When he assumed control of the entire series in 2010 things seemed to suddenly get a lot more contentious. Some fans bristled at the sudden excess of sexual innuendo. Others loathed his choice for a new Doctor. Still more hated his baffling, time-twisted story arcs. I personally loathed Clara Oswald. I tried, I gave her many chances and over her two-and-a-half seasons she did admittedly improve. I still didn't like her.
For quite a while now there's been a growing muttering of fans wishing Moffat would leave the series and let someone else take over. That muttering grew to a roar, until for much of last season you could barely move around the Internet without some disgruntled fan demanding his resignation.

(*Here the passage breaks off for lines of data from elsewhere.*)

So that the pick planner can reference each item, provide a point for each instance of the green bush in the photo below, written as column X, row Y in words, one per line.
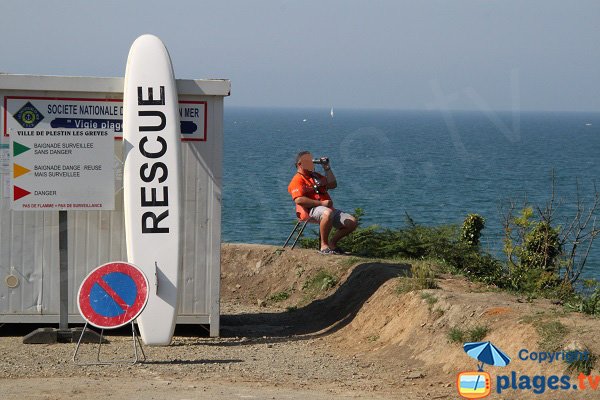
column 443, row 243
column 533, row 250
column 471, row 229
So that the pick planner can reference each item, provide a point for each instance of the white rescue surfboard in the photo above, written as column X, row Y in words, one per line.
column 152, row 183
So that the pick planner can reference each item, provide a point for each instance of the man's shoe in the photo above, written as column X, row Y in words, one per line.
column 326, row 251
column 338, row 250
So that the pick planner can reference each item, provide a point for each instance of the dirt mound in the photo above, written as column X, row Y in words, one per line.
column 363, row 312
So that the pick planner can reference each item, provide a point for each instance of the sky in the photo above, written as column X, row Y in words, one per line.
column 387, row 54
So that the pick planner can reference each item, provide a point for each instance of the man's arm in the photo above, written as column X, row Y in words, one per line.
column 310, row 203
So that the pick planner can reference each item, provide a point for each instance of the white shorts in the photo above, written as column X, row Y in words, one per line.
column 339, row 217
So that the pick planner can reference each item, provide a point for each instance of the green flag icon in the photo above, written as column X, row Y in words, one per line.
column 19, row 148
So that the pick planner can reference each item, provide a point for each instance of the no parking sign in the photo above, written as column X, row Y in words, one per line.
column 113, row 295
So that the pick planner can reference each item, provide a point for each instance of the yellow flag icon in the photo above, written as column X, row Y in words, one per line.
column 19, row 170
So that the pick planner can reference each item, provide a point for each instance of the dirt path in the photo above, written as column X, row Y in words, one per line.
column 287, row 335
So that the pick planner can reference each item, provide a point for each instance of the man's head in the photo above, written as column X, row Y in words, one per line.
column 304, row 161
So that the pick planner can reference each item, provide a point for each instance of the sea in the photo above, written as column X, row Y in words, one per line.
column 434, row 166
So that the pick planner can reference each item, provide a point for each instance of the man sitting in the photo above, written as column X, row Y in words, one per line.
column 309, row 191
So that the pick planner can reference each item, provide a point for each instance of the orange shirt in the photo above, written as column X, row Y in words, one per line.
column 304, row 186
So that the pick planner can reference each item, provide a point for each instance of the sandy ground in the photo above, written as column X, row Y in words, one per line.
column 358, row 338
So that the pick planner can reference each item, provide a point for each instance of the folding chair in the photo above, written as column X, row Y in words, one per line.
column 303, row 220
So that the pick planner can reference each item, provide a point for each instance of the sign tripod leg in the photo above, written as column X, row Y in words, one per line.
column 136, row 342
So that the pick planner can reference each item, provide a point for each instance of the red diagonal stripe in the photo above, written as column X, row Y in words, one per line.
column 124, row 306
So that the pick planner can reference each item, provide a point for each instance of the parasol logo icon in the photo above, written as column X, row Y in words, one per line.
column 474, row 384
column 478, row 384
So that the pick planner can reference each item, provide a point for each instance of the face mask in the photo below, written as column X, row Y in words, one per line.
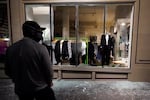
column 38, row 36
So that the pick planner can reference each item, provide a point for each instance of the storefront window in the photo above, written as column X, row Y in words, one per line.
column 86, row 35
column 4, row 30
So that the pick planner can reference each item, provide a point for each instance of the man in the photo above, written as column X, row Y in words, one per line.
column 28, row 65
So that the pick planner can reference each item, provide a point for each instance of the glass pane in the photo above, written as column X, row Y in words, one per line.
column 117, row 28
column 40, row 14
column 64, row 36
column 91, row 26
column 4, row 31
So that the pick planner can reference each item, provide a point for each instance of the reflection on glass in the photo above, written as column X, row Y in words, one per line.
column 4, row 31
column 83, row 35
column 117, row 27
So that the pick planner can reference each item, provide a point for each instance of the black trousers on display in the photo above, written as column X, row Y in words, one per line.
column 105, row 55
column 44, row 94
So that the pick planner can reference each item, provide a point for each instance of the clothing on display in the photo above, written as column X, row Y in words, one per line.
column 106, row 46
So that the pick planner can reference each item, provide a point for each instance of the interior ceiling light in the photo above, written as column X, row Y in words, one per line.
column 41, row 10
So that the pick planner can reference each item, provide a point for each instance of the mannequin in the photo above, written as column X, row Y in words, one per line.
column 105, row 48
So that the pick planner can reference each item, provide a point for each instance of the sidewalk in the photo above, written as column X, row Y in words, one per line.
column 88, row 90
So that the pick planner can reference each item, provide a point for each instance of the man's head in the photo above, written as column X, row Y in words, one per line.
column 32, row 30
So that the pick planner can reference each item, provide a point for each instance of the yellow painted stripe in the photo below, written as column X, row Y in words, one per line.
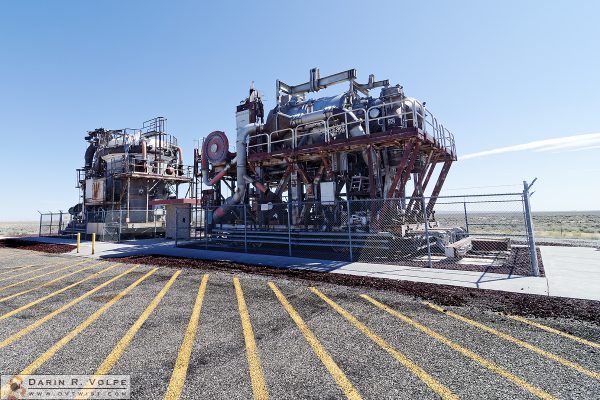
column 39, row 276
column 429, row 380
column 29, row 272
column 60, row 278
column 257, row 378
column 120, row 348
column 462, row 350
column 338, row 375
column 46, row 297
column 48, row 354
column 48, row 317
column 553, row 330
column 185, row 351
column 518, row 342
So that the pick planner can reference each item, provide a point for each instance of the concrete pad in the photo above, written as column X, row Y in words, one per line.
column 570, row 271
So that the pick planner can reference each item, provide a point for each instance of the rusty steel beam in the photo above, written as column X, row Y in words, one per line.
column 372, row 188
column 422, row 182
column 410, row 153
column 438, row 186
column 284, row 181
column 389, row 137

That clamour for the executive producer's head has died down somewhat this year, mainly due to some pretty impressive scripts, but it's still there. The bottom line is that nobody can hate Doctor Who with the energy of a Doctor Who fan.

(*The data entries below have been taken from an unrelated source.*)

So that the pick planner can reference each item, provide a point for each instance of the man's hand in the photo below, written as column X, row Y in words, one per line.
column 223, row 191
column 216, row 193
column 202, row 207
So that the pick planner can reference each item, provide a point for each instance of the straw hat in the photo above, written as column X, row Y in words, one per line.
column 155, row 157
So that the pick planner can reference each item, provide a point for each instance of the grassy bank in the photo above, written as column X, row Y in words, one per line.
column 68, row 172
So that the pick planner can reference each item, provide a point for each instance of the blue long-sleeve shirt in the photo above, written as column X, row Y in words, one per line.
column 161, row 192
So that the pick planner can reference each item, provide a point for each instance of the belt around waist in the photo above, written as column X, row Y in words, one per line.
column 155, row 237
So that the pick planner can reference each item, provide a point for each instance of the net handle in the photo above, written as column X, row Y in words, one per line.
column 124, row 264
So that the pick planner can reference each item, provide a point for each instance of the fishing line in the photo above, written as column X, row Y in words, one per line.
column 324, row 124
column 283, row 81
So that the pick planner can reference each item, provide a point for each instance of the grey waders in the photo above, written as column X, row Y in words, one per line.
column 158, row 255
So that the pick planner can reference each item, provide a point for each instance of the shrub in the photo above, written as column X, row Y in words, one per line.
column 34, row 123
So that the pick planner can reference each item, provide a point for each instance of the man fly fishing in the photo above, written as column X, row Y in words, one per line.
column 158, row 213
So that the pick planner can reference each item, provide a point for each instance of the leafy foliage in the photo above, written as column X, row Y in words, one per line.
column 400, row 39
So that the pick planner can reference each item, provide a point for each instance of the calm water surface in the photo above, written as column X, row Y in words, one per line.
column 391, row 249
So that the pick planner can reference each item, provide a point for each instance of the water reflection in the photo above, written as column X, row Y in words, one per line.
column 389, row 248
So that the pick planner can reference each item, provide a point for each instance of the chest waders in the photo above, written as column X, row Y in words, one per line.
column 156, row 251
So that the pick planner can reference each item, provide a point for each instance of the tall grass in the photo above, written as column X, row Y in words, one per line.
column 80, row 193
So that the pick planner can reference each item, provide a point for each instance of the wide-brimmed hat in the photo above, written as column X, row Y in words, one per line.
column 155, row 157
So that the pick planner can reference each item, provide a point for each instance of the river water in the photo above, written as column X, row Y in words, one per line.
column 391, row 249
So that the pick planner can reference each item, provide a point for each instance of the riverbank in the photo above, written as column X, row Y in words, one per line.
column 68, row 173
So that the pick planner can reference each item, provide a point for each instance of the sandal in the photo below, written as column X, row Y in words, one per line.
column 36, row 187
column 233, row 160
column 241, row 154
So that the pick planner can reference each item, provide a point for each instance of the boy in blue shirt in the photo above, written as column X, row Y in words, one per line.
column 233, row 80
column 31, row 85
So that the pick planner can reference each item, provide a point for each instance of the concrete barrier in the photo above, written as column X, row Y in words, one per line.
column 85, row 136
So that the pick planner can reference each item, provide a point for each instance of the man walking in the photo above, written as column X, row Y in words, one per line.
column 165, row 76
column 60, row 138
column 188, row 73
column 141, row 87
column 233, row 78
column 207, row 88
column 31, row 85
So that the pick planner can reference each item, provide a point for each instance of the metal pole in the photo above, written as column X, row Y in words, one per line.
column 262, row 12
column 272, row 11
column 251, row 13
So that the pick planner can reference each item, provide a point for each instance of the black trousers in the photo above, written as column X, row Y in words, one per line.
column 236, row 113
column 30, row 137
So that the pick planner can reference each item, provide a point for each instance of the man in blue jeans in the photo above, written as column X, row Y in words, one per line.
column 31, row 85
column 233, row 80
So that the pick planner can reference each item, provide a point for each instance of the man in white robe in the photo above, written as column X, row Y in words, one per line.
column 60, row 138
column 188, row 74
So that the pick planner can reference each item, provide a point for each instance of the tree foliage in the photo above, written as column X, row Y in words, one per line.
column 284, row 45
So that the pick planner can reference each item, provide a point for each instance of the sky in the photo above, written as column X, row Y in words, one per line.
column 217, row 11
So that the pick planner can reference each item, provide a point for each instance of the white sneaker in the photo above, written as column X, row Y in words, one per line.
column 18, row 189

It's typical of fans, really. They never had it so good. There has never been an executive producer so willing and able to push the envelope and try to find out what you can do with the Doctor Who format. A Doctor Who story without the Doctor in it? A romance for the Doctor? A marriage for the Doctor? Inventing a new Doctor we never saw on television? Showing the Doctor as a child? Casting a man in his twenties as the Doctor? Producing a found footage episode? Having time-travelling characters meet one another out of order? He's done all of those things. He's been hands-down the most creative and risk-taking producer the series has ever had. He's been doing it ever since he first connected with the series - with a short story told entirely from the point of view of someone whose history the Doctor keeps changing, and a comedy skit for Red Nose Day that introduced the first-ever female Doctor.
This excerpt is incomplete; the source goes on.